T-Mobile, Comcast launch verification system to fight robocalls
To rid the world of scam calls, the FCC and telecom industry are banking on a forthcoming technology called STIR/SHAKEN, which would authenticate calls by exchanging certificates so that your phone knows if an incoming call is legitimate or “spoofed.”
The timeline for industry adoption is slow, with most large carriers testing the technology in 2019 and implementing it widely in 2020. But in Wednesday’s announcement, T-Mobile said its verified program with Comcast is fully ready and is built upon these STIR/SHAKEN standards.
“Essentially, you just exchange certificates,” said Grant Castle, VP Engineering Services at T-Mobile. “Exchanging them between us [means] we know the traffic we carry is our own and when we send it to Comcast, they’ll know it came from us.”
Currently, most other carriers are in the test phases. In March, AT&T announced that it had exchanged test calls with Comcast.
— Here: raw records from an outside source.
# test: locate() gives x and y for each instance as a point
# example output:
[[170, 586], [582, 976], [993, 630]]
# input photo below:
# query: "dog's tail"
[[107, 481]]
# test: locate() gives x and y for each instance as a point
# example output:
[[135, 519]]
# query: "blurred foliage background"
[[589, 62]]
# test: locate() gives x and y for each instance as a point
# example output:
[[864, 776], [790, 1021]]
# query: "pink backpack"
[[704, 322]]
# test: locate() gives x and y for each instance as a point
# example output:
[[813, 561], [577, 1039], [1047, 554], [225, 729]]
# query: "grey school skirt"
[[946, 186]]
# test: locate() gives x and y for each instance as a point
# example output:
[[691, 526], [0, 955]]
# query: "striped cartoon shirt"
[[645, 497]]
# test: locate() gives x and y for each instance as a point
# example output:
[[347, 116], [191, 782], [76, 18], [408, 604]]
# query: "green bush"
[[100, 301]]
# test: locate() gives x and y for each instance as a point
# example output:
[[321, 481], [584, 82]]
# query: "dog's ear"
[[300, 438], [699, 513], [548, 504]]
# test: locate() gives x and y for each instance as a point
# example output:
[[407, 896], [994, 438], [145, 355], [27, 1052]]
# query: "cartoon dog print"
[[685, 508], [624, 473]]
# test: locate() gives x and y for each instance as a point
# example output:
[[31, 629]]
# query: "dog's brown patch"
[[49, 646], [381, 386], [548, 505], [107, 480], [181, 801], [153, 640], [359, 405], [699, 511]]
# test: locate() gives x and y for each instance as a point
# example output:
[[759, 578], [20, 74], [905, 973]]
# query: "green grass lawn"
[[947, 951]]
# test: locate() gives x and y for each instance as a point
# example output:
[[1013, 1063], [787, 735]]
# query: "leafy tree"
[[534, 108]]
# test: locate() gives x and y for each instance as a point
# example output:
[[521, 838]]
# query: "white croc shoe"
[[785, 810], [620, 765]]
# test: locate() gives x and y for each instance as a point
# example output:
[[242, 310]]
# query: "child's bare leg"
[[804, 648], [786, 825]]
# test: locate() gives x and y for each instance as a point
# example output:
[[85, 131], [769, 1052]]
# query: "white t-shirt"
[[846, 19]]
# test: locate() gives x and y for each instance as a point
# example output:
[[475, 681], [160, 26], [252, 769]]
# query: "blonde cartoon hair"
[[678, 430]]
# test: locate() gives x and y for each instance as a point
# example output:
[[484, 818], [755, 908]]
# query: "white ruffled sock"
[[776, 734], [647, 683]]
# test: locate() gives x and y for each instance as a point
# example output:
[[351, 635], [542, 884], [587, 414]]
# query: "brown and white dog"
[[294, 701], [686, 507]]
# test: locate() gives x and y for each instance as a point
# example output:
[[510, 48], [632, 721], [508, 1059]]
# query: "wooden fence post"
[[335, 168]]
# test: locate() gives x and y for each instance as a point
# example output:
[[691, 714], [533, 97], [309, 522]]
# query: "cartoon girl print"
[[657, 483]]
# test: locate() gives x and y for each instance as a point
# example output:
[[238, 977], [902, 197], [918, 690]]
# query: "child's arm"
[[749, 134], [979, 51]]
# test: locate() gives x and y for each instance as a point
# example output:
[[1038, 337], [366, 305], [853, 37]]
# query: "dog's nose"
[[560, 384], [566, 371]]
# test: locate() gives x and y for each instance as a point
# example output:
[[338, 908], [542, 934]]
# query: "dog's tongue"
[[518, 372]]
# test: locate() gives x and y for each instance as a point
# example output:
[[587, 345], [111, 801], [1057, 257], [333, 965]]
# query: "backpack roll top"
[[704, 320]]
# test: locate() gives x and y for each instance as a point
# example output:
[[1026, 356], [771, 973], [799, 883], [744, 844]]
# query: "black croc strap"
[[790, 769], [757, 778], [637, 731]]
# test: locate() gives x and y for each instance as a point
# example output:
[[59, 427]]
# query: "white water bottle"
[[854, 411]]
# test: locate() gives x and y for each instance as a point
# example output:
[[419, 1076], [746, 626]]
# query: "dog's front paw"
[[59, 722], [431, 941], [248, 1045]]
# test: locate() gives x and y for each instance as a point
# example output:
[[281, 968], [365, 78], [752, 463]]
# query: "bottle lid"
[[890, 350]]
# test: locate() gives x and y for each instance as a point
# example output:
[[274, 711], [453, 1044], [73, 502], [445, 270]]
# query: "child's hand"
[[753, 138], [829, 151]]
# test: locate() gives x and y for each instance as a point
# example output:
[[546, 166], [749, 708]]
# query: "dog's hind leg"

Even in its partnership with T-Mobile, Comcast won’t be able to provide its own verification from T-Mobile to its Xfinity phone landline customers until later this year.
T-Mobile’s announcement means that all calls made from Comcast Xfinity customers to T-Mobile customers should prompt a “Caller Verified” icon on the receiving T-Mobile phone’s screen, if they have the right type of phone – which as of now is limited to Android phones. (A lot of the functionality is not up to phone carriers, but rather the hardware and software providers like Samsung, Apple, LG, and Google.) If a T-Mobile phone calls Comcast, Comcast will technically have the authentication certificate, but customers will not see any “verified” icon yet.
T-Mobile’s Castle said to expect more announcements in the next few months as carriers partner with each other to exchange verifying certificates.
“The value of that [Caller Verified] icon will increase as other carriers connect with us and work with us,” he said. “Eventually, you’re going to realize that nearly everyone calls you with a ‘Verified’ icon and if someone calls you without one, you’ll be more wary.”
T-Mobile and other carriers will reach more similar agreements, bringing this technology to more people across the country. But instead of a web of bilateral agreements, the goal is to have one third-party clearinghouse for the exchange of STIR/SHAKEN certificates. This, however, is likely to be a slow process.
The end goal for all of this technology is that most of the robocall scammers quit, which could happen if most phones get STIR/SHAKEN capabilities, and every call that is legit has an icon that pops up saying so.
For now this is not the case, and carriers must rely on complicated algorithms through which all calls pass as caller ID can easily be changed or “spoofed” by scammers if they want to. Unfortunately, Castle said, it’s totally legal because a long time ago this was made explicitly possible as doctors’ offices or other organizations wanted to call out from various lines but redirect to a main number.
“But of course scammers figured that out,” Castle said. Now, “You have to inspect a lot of data associated with the call when it enters our network.”